Kapan waktu yang tepat pasutri beli rumah? Foto: Freepik
Kapan waktu yang tepat pasutri beli rumah? Foto: Freepik

Banyak Pasutri FOMO Beli Rumah, Ini Peringatan Ahli

Rizkie Fauzian • 11 Januari 2026 21:52
Jakarta: Di tengah tren kenaikan harga properti yang terus terjadi setiap tahun, keputusan membeli rumah kerap menjadi dilema tersendiri, khususnya bagi pasangan suami istri (pasutri).
 
Kekhawatiran harga rumah yang semakin tidak terjangkau di masa depan sering kali membuat calon pembeli terburu-buru mengambil keputusan, tanpa perhitungan finansial yang matang.
 
Menanggapi kondisi tersebut, Certified Financial Planner (CFP) Yuni Astutik menegaskan bahwa waktu terbaik untuk membeli rumah tidak ditentukan oleh kondisi pasar, melainkan oleh kesiapan keuangan masing-masing individu atau pasangan.
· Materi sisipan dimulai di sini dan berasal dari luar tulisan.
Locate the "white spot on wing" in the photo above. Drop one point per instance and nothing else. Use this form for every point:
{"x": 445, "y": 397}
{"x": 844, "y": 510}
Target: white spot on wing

Yuni menjelaskan, banyak orang mempertanyakan apakah sebaiknya membeli rumah sebelum atau sesudah menikah. Namun, menurutnya, tidak ada jawaban tunggal yang berlaku untuk semua orang karena kondisi finansial setiap pasangan berbeda.
 
Meski demikian, ada satu hal mendasar yang wajib dipenuhi sebelum pasutri memutuskan membeli rumah, yakni kesiapan dana darurat.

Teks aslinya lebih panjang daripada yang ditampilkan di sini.